During the past years, we have spent more efforts in four directions: 1) based on our optimized, validated and standardized brain mapping techniques, we have derived a new neural tracking algorithm for precise neural mapping, which can be applied for neurosurgical assistance, including presurgical plans, neurosurgical navigation, and postsurgical protection. This method has been well verified with direct current stimuli during surgical operations in more than hundred brain tumor patients and was granted Taiwan and US patents in 2019 (Fig. 1). 2) to predict the onset of neurodegenerative diseases, we have accumulated a 4,000+ image database of the healthy elderly. Through modern computational analysis and AI technologies, we have published a series of papers about imaging signatures of the elderly and predicted their biological brain age, which differs from birth age, and reveals features that are close to neurological prediction.

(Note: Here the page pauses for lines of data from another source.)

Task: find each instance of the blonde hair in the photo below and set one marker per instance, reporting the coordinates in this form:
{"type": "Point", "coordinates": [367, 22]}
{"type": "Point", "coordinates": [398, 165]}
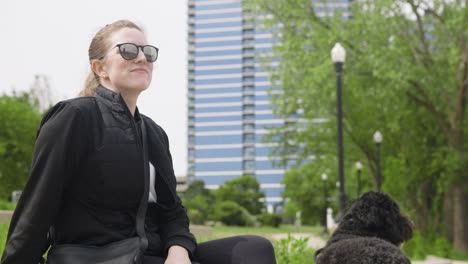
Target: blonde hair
{"type": "Point", "coordinates": [98, 47]}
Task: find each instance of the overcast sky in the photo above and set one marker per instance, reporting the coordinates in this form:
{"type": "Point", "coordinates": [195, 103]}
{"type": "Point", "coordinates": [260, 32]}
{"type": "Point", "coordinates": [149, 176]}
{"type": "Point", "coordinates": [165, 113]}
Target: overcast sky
{"type": "Point", "coordinates": [51, 37]}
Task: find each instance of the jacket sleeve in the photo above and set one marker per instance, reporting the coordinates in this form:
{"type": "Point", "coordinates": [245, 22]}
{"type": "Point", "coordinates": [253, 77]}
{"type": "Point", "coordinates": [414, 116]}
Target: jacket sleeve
{"type": "Point", "coordinates": [55, 156]}
{"type": "Point", "coordinates": [173, 221]}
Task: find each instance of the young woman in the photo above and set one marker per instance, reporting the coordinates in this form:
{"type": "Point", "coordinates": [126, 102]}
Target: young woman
{"type": "Point", "coordinates": [88, 172]}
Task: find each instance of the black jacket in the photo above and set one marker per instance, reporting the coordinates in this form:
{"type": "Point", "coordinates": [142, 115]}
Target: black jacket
{"type": "Point", "coordinates": [86, 181]}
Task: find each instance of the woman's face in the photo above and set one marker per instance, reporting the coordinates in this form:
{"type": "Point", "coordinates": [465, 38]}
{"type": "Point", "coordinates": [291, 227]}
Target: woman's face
{"type": "Point", "coordinates": [126, 76]}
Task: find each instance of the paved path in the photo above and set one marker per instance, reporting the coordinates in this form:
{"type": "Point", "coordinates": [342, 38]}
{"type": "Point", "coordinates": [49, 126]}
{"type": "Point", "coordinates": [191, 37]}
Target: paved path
{"type": "Point", "coordinates": [317, 242]}
{"type": "Point", "coordinates": [436, 260]}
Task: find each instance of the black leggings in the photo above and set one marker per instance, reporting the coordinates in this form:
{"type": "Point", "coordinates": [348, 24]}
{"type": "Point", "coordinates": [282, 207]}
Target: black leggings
{"type": "Point", "coordinates": [232, 250]}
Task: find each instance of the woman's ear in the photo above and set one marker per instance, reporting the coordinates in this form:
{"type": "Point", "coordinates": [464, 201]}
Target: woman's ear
{"type": "Point", "coordinates": [98, 68]}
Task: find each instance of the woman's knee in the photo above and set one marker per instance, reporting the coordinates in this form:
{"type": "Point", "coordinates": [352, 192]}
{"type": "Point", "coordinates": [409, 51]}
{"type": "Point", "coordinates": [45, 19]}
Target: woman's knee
{"type": "Point", "coordinates": [260, 244]}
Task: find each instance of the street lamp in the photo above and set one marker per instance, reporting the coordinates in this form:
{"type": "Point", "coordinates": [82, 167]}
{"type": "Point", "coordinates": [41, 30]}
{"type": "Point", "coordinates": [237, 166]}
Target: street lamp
{"type": "Point", "coordinates": [338, 54]}
{"type": "Point", "coordinates": [324, 179]}
{"type": "Point", "coordinates": [359, 168]}
{"type": "Point", "coordinates": [378, 140]}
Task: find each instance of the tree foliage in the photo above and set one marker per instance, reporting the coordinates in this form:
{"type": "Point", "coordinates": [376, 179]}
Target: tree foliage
{"type": "Point", "coordinates": [406, 74]}
{"type": "Point", "coordinates": [19, 121]}
{"type": "Point", "coordinates": [245, 191]}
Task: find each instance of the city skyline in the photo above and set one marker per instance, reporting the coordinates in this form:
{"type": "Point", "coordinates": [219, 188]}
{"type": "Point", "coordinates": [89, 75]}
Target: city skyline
{"type": "Point", "coordinates": [51, 38]}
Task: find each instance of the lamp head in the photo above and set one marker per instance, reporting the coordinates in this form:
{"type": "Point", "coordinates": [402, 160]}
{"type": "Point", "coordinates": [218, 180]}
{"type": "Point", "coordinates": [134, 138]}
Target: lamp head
{"type": "Point", "coordinates": [324, 177]}
{"type": "Point", "coordinates": [359, 165]}
{"type": "Point", "coordinates": [338, 53]}
{"type": "Point", "coordinates": [378, 137]}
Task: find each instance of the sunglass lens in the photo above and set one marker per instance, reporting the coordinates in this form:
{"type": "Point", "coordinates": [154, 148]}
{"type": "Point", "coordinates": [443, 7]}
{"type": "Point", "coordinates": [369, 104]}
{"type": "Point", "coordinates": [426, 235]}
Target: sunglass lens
{"type": "Point", "coordinates": [129, 51]}
{"type": "Point", "coordinates": [151, 53]}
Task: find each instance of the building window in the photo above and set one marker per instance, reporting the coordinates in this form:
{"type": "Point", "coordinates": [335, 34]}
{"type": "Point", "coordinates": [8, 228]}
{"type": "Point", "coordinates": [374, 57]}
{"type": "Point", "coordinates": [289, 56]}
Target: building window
{"type": "Point", "coordinates": [248, 126]}
{"type": "Point", "coordinates": [249, 88]}
{"type": "Point", "coordinates": [248, 69]}
{"type": "Point", "coordinates": [249, 138]}
{"type": "Point", "coordinates": [191, 154]}
{"type": "Point", "coordinates": [249, 117]}
{"type": "Point", "coordinates": [249, 165]}
{"type": "Point", "coordinates": [249, 152]}
{"type": "Point", "coordinates": [290, 163]}
{"type": "Point", "coordinates": [191, 140]}
{"type": "Point", "coordinates": [248, 79]}
{"type": "Point", "coordinates": [191, 110]}
{"type": "Point", "coordinates": [191, 129]}
{"type": "Point", "coordinates": [248, 98]}
{"type": "Point", "coordinates": [248, 107]}
{"type": "Point", "coordinates": [191, 168]}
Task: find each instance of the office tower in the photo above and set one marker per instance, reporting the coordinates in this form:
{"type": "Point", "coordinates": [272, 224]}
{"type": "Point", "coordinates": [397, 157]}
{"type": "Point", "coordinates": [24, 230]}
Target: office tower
{"type": "Point", "coordinates": [228, 102]}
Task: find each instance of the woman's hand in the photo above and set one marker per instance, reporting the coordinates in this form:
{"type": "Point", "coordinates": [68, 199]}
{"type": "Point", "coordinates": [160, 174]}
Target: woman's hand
{"type": "Point", "coordinates": [177, 255]}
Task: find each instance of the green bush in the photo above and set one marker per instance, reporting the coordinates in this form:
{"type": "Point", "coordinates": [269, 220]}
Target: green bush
{"type": "Point", "coordinates": [293, 251]}
{"type": "Point", "coordinates": [198, 209]}
{"type": "Point", "coordinates": [434, 244]}
{"type": "Point", "coordinates": [273, 220]}
{"type": "Point", "coordinates": [3, 235]}
{"type": "Point", "coordinates": [230, 213]}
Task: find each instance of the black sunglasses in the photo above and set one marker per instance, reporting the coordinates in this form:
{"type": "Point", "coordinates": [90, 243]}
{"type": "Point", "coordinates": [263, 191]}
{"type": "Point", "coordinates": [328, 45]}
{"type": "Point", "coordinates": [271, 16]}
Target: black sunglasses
{"type": "Point", "coordinates": [129, 51]}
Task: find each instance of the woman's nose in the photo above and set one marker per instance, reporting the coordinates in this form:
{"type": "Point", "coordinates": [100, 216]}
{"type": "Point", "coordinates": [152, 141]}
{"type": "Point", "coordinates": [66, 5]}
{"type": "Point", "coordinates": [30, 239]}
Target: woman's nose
{"type": "Point", "coordinates": [141, 56]}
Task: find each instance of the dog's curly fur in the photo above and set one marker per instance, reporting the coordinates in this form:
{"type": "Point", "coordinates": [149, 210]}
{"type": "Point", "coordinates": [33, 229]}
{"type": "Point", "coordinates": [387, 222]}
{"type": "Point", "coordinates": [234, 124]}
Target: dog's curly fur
{"type": "Point", "coordinates": [370, 232]}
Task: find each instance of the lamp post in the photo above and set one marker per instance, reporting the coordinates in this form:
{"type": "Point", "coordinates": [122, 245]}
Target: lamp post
{"type": "Point", "coordinates": [358, 168]}
{"type": "Point", "coordinates": [338, 57]}
{"type": "Point", "coordinates": [324, 179]}
{"type": "Point", "coordinates": [378, 140]}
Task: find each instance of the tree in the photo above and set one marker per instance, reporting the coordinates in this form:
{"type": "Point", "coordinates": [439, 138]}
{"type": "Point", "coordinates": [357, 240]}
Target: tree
{"type": "Point", "coordinates": [199, 202]}
{"type": "Point", "coordinates": [245, 191]}
{"type": "Point", "coordinates": [406, 74]}
{"type": "Point", "coordinates": [19, 122]}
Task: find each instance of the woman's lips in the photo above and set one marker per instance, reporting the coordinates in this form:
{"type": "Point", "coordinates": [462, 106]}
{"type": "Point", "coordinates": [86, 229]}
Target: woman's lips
{"type": "Point", "coordinates": [141, 70]}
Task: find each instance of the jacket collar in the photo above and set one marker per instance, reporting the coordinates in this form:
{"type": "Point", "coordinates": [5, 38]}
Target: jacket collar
{"type": "Point", "coordinates": [114, 101]}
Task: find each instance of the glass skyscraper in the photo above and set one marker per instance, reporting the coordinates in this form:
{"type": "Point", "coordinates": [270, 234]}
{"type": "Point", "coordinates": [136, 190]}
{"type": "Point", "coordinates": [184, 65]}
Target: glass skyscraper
{"type": "Point", "coordinates": [228, 104]}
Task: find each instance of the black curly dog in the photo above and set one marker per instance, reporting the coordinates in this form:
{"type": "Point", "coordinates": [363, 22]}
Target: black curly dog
{"type": "Point", "coordinates": [371, 231]}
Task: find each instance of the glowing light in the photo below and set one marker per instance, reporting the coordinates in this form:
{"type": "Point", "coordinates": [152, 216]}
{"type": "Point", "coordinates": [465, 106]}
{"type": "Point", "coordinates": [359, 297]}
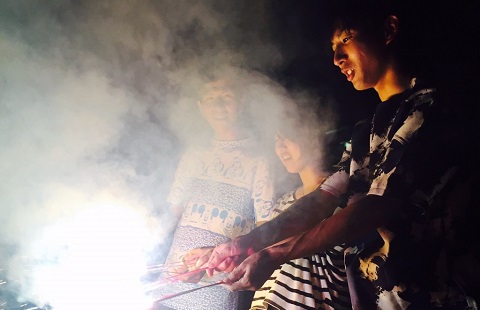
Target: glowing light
{"type": "Point", "coordinates": [94, 260]}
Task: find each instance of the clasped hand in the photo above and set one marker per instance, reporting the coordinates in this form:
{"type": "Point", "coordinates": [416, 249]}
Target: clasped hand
{"type": "Point", "coordinates": [246, 272]}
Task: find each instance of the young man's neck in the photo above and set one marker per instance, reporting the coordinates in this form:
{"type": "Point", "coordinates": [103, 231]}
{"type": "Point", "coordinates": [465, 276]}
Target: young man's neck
{"type": "Point", "coordinates": [311, 179]}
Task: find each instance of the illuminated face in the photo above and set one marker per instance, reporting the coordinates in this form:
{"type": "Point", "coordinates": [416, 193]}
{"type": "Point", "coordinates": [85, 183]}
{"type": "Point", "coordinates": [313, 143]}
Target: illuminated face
{"type": "Point", "coordinates": [360, 61]}
{"type": "Point", "coordinates": [219, 106]}
{"type": "Point", "coordinates": [290, 154]}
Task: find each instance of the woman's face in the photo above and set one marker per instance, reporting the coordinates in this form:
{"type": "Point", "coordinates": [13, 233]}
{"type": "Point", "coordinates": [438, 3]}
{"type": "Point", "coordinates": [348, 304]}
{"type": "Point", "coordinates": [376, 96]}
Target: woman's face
{"type": "Point", "coordinates": [219, 106]}
{"type": "Point", "coordinates": [290, 154]}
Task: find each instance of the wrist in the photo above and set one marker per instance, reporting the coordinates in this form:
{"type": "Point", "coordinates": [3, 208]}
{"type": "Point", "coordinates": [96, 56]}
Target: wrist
{"type": "Point", "coordinates": [245, 244]}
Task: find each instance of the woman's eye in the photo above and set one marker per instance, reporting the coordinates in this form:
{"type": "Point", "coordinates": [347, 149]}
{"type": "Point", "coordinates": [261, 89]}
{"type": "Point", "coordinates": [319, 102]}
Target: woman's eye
{"type": "Point", "coordinates": [346, 39]}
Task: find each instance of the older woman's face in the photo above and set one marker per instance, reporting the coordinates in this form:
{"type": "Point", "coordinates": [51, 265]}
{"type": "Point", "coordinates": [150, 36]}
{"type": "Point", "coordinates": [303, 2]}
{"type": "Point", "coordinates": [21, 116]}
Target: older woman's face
{"type": "Point", "coordinates": [290, 154]}
{"type": "Point", "coordinates": [219, 106]}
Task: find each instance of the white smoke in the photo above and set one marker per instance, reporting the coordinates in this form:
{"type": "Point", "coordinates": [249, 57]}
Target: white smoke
{"type": "Point", "coordinates": [95, 105]}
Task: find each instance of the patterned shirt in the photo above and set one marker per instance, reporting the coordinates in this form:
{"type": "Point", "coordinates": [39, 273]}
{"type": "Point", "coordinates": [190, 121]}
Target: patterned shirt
{"type": "Point", "coordinates": [411, 155]}
{"type": "Point", "coordinates": [224, 189]}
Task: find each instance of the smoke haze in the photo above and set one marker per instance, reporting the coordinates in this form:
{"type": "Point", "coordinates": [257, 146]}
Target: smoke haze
{"type": "Point", "coordinates": [96, 104]}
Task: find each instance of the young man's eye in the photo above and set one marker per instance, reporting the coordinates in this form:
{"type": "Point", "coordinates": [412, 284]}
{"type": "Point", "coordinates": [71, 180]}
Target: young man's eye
{"type": "Point", "coordinates": [346, 39]}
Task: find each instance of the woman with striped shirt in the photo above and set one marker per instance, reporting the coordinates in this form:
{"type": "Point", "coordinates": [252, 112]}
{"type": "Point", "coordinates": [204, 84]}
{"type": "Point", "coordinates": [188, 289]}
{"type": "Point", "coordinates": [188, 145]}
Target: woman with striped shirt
{"type": "Point", "coordinates": [317, 281]}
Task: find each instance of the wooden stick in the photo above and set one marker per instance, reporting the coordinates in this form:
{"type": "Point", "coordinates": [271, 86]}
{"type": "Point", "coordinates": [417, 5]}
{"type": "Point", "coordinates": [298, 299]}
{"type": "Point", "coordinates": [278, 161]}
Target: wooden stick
{"type": "Point", "coordinates": [187, 291]}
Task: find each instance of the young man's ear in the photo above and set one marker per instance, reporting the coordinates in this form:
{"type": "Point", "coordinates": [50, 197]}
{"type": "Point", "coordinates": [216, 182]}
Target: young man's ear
{"type": "Point", "coordinates": [391, 28]}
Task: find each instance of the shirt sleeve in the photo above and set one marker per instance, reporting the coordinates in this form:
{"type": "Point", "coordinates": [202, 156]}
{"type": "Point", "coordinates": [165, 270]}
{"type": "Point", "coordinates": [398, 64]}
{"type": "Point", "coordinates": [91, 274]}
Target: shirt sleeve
{"type": "Point", "coordinates": [418, 160]}
{"type": "Point", "coordinates": [263, 193]}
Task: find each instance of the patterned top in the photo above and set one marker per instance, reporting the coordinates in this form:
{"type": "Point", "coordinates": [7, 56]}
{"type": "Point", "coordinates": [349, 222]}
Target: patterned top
{"type": "Point", "coordinates": [314, 282]}
{"type": "Point", "coordinates": [407, 152]}
{"type": "Point", "coordinates": [224, 189]}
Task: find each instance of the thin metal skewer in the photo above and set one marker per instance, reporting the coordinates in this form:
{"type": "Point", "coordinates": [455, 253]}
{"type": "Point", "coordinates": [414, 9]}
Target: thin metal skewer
{"type": "Point", "coordinates": [187, 291]}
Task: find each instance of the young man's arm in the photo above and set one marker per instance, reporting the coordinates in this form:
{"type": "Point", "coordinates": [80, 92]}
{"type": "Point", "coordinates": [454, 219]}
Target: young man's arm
{"type": "Point", "coordinates": [300, 217]}
{"type": "Point", "coordinates": [354, 221]}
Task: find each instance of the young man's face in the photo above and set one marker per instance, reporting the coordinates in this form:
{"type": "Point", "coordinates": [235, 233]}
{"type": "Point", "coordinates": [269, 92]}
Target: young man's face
{"type": "Point", "coordinates": [357, 58]}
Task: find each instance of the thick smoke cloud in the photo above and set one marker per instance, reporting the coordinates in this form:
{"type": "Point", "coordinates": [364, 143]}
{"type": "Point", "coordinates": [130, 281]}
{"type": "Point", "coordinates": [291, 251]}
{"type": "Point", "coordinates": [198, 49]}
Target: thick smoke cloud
{"type": "Point", "coordinates": [96, 104]}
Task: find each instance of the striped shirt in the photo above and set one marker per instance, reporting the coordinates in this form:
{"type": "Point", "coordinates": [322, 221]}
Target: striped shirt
{"type": "Point", "coordinates": [314, 282]}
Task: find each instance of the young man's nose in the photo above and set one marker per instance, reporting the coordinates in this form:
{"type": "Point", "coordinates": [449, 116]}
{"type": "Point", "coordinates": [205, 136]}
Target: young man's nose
{"type": "Point", "coordinates": [339, 57]}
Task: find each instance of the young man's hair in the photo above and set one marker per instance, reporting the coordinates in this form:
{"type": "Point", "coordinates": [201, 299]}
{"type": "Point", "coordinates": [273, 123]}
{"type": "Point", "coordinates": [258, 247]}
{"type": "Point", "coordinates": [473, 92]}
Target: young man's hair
{"type": "Point", "coordinates": [369, 17]}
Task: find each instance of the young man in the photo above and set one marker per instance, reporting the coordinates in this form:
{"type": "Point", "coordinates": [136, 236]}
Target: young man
{"type": "Point", "coordinates": [396, 182]}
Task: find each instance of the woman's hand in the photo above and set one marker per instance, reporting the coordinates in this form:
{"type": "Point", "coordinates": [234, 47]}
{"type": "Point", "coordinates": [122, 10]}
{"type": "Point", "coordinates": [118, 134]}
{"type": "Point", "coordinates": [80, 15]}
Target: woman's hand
{"type": "Point", "coordinates": [252, 273]}
{"type": "Point", "coordinates": [226, 256]}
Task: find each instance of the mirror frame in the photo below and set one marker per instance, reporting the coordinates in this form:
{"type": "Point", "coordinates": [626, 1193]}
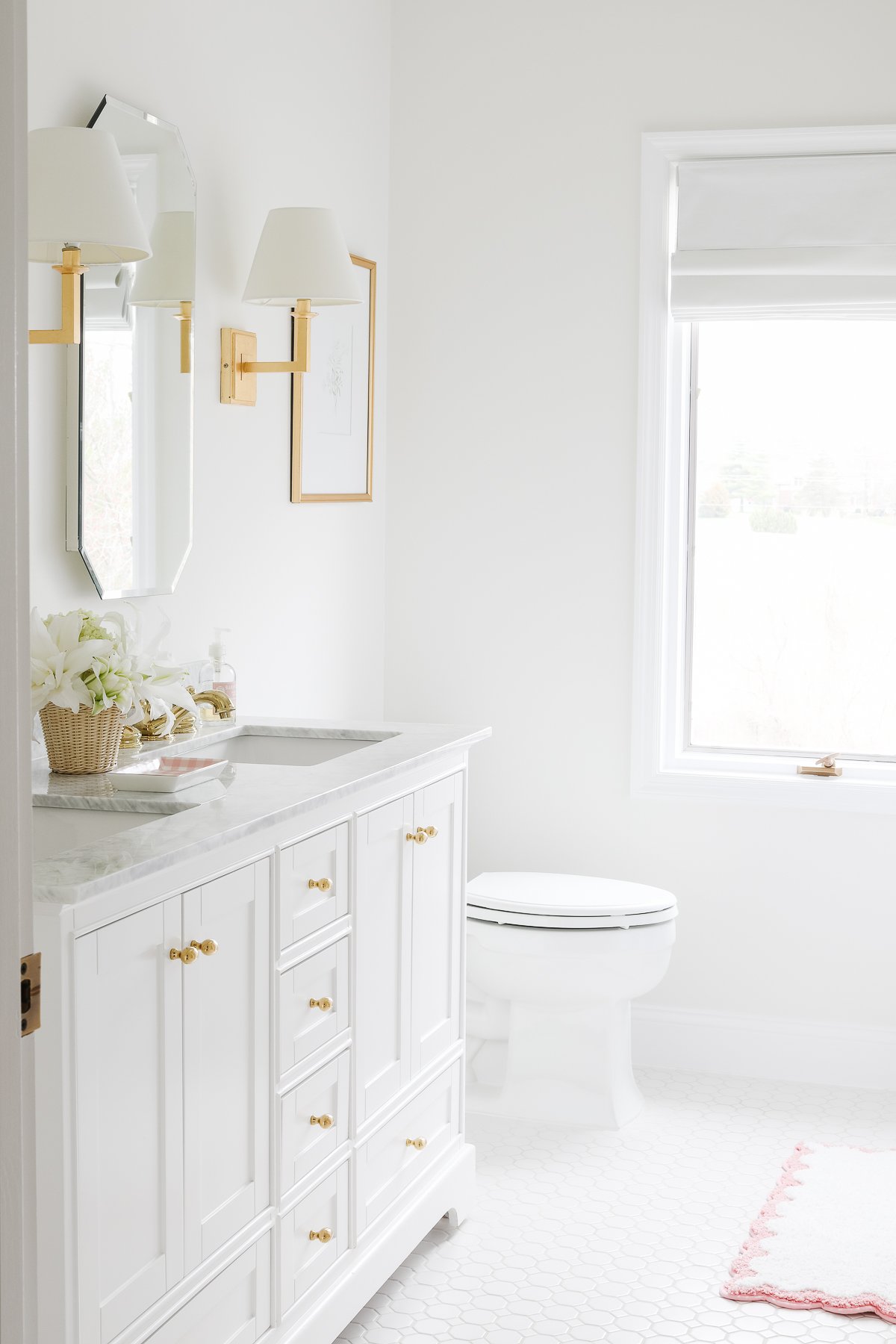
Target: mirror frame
{"type": "Point", "coordinates": [74, 403]}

This achievement was awarded by the 2019 PAC AI Brain Age competition and was accepted by the prestigious journal, Cerebral Cortex, 2020. 3) Current pathophysiological theories about psychotic disorders and mood disorders highlight that brain dysconnectivity may play a crucial role in patients’ behavioral deviations. Our research results have shown that each patient group has distinct network disruption, with indications that the neural network deviation may be an endophenotype and target for neurostimulation treatment. Recently, we noticed that there might be transdiagnostic and illness-specific dysconnectivity across schizophrenia, bipolar disorder, and major depressive disorder. This study presents a more complex, ternary relationship among these 3 disorders than Kraepelinian dichotomy, and provides a new direction for further treatment. This accomplishment was selected as the cover story and was published in the journal, Biological Psychiatry: Cognitive Neuroscience and Neuroimaging, 2020. 4) based on these psychiatric studies, we found that aberrant orbitofrontal cortex (OFC) intra- and interconnection may play a key role in psychiatric disorders. Therefore, we conducted a study precise connection of the human OFC and other brain regions. This study provides a foundation for exploring the structural connection of OFC, and insights for studying mental disorders. This finding was recently accepted by the international journal, Cerebral Cortex, 2020.
Thanks to all corporate partners and funding, the BcLab has established solid imaging techniques for brain connectomic research during the past decades and led to a series of achievements clarifying brain structural and functional associations. Meanwhile, we are dedicated to assisting clinical service, to predicting neurodegenerative onset, and to identifying features for psychiatric disorders based on these concepts. We will keep studying the mystery of the human brain and hope to achieve better human health.
Fig. 1. Derived from post-mortem human brain white matter dissection, our neural tracking algorithm was re-designed and optimized for neurosurgical plans. Tumor mass (green), peritumoral edema (indigo), neural tracts (red, blue, orange), vessels (ashen), and anatomy were highlighted and implemented in a HTC virtual reality system and a Medtronic neurosurgical navigation system as a neurosurgical guide.